This guest column by Concord Coalition Executive Director Robert L. Bixby ran recently in the Orlando Sentinel. It can also be found on the newspaper's website.
White House Budget Director Mick Mulvaney told lawmakers in late May that President Trump's budget “keeps the president’s promise to balance the budget within the next decade and reduce our debt without affecting beneficiaries of Social Security and Medicare retirement programs, and without raising taxes.”
It’s difficult to evaluate this claim because Trump’s budget relies on improbable projections of higher economic growth and unrealistic assumptions about future spending cuts. One critical aspect, however, has often been overlooked: the extent to which Trump’s budget, if taken seriously, would sacrifice all other programs to allow Social Security and Medicare to consume an ever-larger share of the federal budget in the years ahead.
Even without the president’s policies, Social Security and Medicare would consume a growing share of the federal budget. That’s because an aging population means the government must spend more each year just to provide the same level of support to more older Americans. Rising health-care costs are a key factor as well.

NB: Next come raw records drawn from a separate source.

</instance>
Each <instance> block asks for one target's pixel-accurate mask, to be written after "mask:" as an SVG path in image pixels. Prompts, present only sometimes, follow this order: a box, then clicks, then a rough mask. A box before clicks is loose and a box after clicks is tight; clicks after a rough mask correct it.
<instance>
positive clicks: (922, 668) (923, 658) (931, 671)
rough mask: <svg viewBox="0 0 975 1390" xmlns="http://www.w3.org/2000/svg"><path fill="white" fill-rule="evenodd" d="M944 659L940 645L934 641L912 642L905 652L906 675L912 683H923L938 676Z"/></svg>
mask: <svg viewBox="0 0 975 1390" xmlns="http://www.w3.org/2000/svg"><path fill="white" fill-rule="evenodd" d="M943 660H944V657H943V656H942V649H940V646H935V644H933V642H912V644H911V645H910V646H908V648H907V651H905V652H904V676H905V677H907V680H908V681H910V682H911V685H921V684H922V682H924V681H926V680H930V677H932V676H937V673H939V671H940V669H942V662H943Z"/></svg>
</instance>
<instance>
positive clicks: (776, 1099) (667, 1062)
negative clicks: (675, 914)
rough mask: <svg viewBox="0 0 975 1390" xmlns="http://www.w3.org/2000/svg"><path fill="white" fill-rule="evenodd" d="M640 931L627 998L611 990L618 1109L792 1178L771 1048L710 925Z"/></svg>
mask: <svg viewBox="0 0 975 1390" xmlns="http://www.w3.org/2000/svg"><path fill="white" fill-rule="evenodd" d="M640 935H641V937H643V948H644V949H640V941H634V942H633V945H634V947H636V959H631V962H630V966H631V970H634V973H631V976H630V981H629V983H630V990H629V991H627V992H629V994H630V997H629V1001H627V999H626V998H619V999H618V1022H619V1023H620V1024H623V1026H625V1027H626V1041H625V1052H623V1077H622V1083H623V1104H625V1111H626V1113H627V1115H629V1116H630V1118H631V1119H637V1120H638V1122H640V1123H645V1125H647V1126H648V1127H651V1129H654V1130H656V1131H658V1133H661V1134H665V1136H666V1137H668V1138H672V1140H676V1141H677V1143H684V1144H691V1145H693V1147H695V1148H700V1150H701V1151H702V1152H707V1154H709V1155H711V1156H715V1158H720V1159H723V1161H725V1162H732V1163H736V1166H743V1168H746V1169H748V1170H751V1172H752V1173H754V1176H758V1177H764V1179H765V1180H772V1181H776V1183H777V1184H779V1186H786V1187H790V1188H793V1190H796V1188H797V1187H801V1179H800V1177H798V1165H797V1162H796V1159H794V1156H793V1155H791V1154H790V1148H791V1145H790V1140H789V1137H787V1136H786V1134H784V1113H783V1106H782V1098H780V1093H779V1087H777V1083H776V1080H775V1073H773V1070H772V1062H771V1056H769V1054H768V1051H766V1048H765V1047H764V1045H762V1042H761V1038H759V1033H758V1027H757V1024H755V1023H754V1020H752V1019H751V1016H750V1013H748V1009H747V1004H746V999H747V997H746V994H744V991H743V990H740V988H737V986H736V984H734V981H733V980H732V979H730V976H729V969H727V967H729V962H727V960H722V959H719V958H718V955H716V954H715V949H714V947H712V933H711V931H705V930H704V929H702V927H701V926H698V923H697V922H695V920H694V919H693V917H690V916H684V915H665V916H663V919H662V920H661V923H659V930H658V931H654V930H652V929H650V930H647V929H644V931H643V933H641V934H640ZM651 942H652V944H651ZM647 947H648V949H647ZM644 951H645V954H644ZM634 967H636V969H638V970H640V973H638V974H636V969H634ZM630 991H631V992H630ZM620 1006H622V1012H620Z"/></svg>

Yet Trump’s policies would take the budget trend that already favors Social Security and Medicare spending and make it even more pronounced.
According to the administration, Medicare and Social Security would grow under current law from 41 percent of non-interest spending in 2017 to 49 percent in 2027. Under the president’s policies, however, those two programs would consume 57 percent of non-interest spending by 2027.
Social Security and Medicare do have some dedicated resources such as a payroll tax and beneficiary premiums but these are not enough to cover current expenses, and the gap will deepen over time. In 2017, Social Security and Medicare will require $344 billion in general revenues to finance their shortfalls — equal to 2.1 percent of GDP. By 2040, the annual shortfalls are projected to reach 4.2 percent of GDP.
Budget analysts have long warned that attempting to bring federal deficits under control without touching Social Security and Medicare or raising taxes would require dramatic cuts in other programs.
As far back as 1994, the Bipartisan Commission on Entitlement and Tax Reform, chaired by then-Sens. Bob Kerrey and Jack Danforth, who now are co-chairs of The Concord Coalition, warned: “To ensure that funds are available for essential and appropriate government programs, the nation cannot continue to allow entitlements to consume an increasing share of the federal budget.”
But under Trump’s budget, Social Security and Medicare, the two largest “entitlement” programs, are the only two spending categories that would grow faster than the economy.
Appropriations for defense and non-defense programs would be cut to the lowest level as a share of the economy since this statistic was first recorded in 1962. Other entitlement programs, including Medicaid, would also be cut relative to current law.
In total, non-interest spending other than Social Security and Medicare would be reduced from 11.7 percent of GDP in 2017 to 7 percent in 2027, an unprecedented decline that appears unrealistic. Many lawmakers in Trump’s own party have already objected loudly to his proposed cuts or dismissed them entirely.
Even if it were politically feasible, however, hollowing out the rest of the budget to protect the two fastest-growing programs would put a disproportionate burden on all of the nation’s other priorities. Defense, domestic investments and safety-net programs would all be squeezed, year after year.
This is not to say that Social Security and Medicare should be cut back to prior times when the demographic picture and health-care costs looked much different. With the government already struggling with budgetary constraints and on course to add trillions of dollars to the federal debt in the next decade and beyond, however, no part of the budget should be exempt from scrutiny.
Robert L. Bixby is executive director of The Concord Coalition, a nonpartisan advocate of more responsible fiscal policies in Washington.